Abstract
Mild to moderate traumatic brain injury (mTBI) leads to secondary neuronal loss via excitotoxic mechanisms, including mitochondrial Ca2+ overload. However, in the surviving cellular population, mitochondrial Ca2+ influx, and oxidative metabolism are diminished leading to suboptimal neuronal circuit activity and poor prognosis. Hence we tested the impact of boosting neuronal electrical activity and oxidative metabolism by facilitating mitochondrial Ca2+ uptake in a rat model of mTBI. In developing rats (P25-P26) sustaining an mTBI, we demonstrate post-traumatic changes in cerebral blood flow (CBF) in the sensorimotor cortex in response to whisker stimulation compared to sham using functional Laser Doppler Imaging (fLDI) at adulthood (P67-P73). Compared to sham, whisker stimulation-evoked positive CBF responses decreased while negative CBF responses increased in the mTBI animals. The spatiotemporal CBF changes representing underlying neuronal activity suggested profound changes to neurovascular activity after mTBI. Behavioral assessment of the same cohort of animals prior to fLDI showed that mTBI resulted in persistent contralateral sensorimotor behavioral deficit along with ipsilateral neuronal loss compared to sham.

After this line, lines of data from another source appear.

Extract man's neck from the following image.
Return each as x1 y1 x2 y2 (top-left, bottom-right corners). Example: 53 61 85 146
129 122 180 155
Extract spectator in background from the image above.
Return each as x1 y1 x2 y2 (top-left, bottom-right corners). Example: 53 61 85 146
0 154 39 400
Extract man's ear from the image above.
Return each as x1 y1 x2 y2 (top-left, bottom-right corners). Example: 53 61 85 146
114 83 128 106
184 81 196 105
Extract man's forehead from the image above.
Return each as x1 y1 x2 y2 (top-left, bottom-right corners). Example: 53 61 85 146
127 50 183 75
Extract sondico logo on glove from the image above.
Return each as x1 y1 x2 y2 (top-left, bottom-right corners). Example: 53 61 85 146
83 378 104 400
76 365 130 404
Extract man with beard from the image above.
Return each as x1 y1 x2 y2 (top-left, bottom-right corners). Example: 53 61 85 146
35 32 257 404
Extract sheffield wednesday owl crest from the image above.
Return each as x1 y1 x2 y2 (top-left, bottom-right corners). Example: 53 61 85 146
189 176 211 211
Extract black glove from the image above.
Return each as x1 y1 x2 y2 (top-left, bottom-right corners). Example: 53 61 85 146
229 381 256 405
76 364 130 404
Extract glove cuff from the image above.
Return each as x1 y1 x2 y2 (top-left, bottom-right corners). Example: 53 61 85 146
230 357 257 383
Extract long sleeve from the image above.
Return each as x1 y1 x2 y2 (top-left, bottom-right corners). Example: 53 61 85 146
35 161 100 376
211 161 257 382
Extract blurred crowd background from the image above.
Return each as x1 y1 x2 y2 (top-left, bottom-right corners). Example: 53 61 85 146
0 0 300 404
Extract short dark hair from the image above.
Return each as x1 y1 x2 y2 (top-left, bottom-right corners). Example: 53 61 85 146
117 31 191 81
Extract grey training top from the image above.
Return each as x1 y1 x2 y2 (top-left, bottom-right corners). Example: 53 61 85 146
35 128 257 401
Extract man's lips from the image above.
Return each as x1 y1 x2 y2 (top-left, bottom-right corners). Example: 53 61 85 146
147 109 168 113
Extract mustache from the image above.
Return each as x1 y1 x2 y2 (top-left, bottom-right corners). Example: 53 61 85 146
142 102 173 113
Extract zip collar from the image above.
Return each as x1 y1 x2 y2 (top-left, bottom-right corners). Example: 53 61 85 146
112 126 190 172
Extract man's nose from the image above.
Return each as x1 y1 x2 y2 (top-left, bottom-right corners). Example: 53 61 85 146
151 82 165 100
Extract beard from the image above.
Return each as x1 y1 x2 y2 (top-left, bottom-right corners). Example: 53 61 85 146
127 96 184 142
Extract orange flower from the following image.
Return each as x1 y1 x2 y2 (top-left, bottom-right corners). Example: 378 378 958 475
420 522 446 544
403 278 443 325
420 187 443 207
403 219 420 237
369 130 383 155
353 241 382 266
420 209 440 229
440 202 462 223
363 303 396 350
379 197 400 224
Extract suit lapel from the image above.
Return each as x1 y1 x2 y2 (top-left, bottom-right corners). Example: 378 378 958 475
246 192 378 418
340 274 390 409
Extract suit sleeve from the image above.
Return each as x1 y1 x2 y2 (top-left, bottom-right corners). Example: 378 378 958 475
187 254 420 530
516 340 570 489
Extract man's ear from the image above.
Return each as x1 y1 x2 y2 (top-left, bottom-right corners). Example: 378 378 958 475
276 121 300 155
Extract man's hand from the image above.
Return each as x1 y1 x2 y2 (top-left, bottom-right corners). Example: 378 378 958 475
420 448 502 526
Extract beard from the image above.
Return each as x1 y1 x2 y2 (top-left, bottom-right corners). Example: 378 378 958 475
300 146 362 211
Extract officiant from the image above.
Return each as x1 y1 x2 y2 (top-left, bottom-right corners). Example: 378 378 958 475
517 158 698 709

Treating mTBI rats with Kaempferol, a dietary flavonol compound that enhanced mitochondrial Ca2+ uptake, eliminated the inter-hemispheric asymmetry in the whisker stimulation-induced positive CBF responses and the ipsilateral negative CBF responses otherwise observed in the untreated and vehicle-treated mTBI animals in adulthood. Kaempferol also improved somatosensory behavioral measures compared to untreated and vehicle treated mTBI animals without augmenting post-injury neuronal loss. The results indicate that reduced mitochondrial Ca2+ uptake in the surviving populations affect post-traumatic neural activation leading to persistent behavioral deficits. Improvement in sensorimotor behavior and spatiotemporal neurovascular activity following kaempferol treatment suggests that facilitation of mitochondrial Ca2+ uptake in the early window after injury may sustain optimal neural activity and metabolism and contribute to improved function of the surviving cellular populations after mTBI.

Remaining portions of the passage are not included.